At CARS24, we often ask ourselves: do we want to win this moment, or win the memory? The answer changes everything; how we brief, how we prioritize, how we spend. Because the truth is simple: you cannot build recall on a moving foundation.

Before every campaign, ask a simple question: Does this strengthen memory, or just create movement?

3. Plan Backwards, Not Forwards

Building a brand requires patience, the kind that comes from seeing the year as one long story, not twelve short ones. It begins by asking, what do we want people to feel about us by the end of the year? and then planning backwards from there.

  • Define the emotion you want to own.
  • Let every brief express that same emotion in a new way.
  • Allow consistency to emerge from shared intent, not rigid rules.

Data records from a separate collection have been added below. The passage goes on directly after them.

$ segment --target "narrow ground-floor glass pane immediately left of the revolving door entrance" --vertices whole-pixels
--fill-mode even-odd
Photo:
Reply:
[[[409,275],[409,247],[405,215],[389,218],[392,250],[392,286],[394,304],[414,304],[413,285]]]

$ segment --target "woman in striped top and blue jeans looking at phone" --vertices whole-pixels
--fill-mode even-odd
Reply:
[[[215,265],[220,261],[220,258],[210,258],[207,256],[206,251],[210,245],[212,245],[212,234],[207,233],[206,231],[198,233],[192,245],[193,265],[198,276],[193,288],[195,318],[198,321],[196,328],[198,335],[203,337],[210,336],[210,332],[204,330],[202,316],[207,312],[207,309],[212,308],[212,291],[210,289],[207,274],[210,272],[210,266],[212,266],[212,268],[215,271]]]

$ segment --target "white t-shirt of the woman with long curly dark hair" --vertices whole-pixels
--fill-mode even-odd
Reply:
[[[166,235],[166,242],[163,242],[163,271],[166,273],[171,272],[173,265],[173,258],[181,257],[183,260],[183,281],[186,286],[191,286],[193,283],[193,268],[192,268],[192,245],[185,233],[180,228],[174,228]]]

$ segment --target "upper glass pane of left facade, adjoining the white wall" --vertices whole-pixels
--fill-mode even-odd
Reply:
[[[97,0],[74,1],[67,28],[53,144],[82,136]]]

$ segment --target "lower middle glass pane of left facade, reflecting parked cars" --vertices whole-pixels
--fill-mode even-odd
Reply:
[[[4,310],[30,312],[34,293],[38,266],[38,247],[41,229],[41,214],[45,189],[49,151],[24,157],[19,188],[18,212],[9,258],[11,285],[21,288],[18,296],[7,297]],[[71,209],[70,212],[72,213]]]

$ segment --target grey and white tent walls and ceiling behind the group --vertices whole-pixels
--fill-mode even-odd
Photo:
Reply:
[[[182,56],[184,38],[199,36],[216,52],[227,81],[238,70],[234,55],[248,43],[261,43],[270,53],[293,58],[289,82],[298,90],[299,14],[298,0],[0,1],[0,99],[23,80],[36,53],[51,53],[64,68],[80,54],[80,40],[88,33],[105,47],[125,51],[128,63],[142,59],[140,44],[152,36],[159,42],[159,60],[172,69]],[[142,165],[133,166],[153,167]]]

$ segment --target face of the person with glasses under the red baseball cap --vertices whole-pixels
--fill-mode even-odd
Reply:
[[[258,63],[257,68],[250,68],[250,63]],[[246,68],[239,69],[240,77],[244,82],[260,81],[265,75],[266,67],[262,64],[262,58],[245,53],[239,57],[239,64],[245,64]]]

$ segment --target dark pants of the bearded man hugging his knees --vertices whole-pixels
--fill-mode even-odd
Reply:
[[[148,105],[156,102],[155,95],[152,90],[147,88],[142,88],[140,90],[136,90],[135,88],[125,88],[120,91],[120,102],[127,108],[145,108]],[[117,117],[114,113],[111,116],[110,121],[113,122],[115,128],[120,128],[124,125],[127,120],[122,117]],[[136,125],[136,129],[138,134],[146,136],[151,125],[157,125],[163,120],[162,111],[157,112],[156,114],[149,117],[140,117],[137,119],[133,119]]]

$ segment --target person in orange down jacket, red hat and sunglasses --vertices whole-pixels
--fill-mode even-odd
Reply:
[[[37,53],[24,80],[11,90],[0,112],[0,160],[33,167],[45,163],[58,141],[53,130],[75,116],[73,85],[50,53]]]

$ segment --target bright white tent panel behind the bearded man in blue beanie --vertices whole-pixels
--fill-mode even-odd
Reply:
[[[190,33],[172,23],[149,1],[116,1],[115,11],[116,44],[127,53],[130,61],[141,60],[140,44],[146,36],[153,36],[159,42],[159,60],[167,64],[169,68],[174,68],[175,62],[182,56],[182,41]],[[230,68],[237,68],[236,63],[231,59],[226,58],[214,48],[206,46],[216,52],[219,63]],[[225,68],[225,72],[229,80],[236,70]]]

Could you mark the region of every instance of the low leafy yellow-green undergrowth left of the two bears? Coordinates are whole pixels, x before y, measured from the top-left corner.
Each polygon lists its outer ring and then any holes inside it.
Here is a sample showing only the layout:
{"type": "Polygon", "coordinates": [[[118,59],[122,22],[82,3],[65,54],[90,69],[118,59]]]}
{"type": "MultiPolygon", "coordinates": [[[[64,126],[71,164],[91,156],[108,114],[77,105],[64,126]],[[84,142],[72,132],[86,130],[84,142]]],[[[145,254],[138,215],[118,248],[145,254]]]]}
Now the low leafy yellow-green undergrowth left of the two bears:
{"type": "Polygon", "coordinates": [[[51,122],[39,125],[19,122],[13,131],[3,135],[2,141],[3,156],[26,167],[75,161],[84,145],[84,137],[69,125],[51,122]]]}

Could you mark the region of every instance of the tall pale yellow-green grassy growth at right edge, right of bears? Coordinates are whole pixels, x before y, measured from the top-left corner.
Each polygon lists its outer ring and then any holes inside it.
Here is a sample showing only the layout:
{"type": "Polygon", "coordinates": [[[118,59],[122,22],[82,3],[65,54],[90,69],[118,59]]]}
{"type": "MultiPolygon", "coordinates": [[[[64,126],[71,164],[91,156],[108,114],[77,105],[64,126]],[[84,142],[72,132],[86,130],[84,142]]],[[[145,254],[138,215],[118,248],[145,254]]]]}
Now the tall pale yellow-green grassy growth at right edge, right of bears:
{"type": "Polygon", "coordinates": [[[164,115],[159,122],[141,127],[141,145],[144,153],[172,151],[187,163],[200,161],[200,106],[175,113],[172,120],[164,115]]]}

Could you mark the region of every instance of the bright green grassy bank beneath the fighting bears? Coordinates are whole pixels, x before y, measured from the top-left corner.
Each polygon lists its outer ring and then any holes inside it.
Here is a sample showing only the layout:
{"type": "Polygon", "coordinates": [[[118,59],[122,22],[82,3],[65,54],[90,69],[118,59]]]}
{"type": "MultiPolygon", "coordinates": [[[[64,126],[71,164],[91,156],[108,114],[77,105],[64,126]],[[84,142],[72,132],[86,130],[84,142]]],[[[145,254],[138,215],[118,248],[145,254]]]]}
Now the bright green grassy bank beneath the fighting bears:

When we plan with the year in mind rather than the week, the brand begins to sound like one voice instead of a collage of ideas competing for attention.

4. Annual Brand Planning Is a Discipline

Annual brand planning is a discipline; honoring it is intelligence.

It is how we align creativity with continuity and ensure the brand’s voice does not scatter across the year. It helps us decide what to focus on and what to skip. It gives us the strength to say no to ideas that do not fit.

Because while great campaigns surprise people, great brands reassure them. They sound familiar, even when they say something new.

5. Consistency Creates Memory

In a world obsessed with novelty, consistency feels underrated. But it is consistency that makes a brand recognizable; the tone that never changes, the emotion that always shows up, the belief that does not bend with trends.

At CARS24, our brand stands for trust, simplicity, and confidence: three values that only hold power when they appear every time, in every message, across every touchpoint.

People do not remember what you said; they remember how you made them feel. Familiarity is not boring; it is branding.

6. The Slow Art of Branding

Brand building is a slow art. It is the quiet, steady rhythm beneath the noise, the one that does not change tempo with every festival but keeps time with the brand’s core belief.

It is the system that ties every brief, every idea, every execution back to a single emotional truth.

Campaigns are how we speak; branding is what we stand for. One creates attention, the other creates trust. The goal is not to choose between the two, but to make sure they build on each other. Every campaign should serve the brand, and every brand should inspire better campaigns.

Because the smartest brands know this: Campaigns keep you alive, branding keeps you remembered.

You need both: one for today, and one for tomorrow.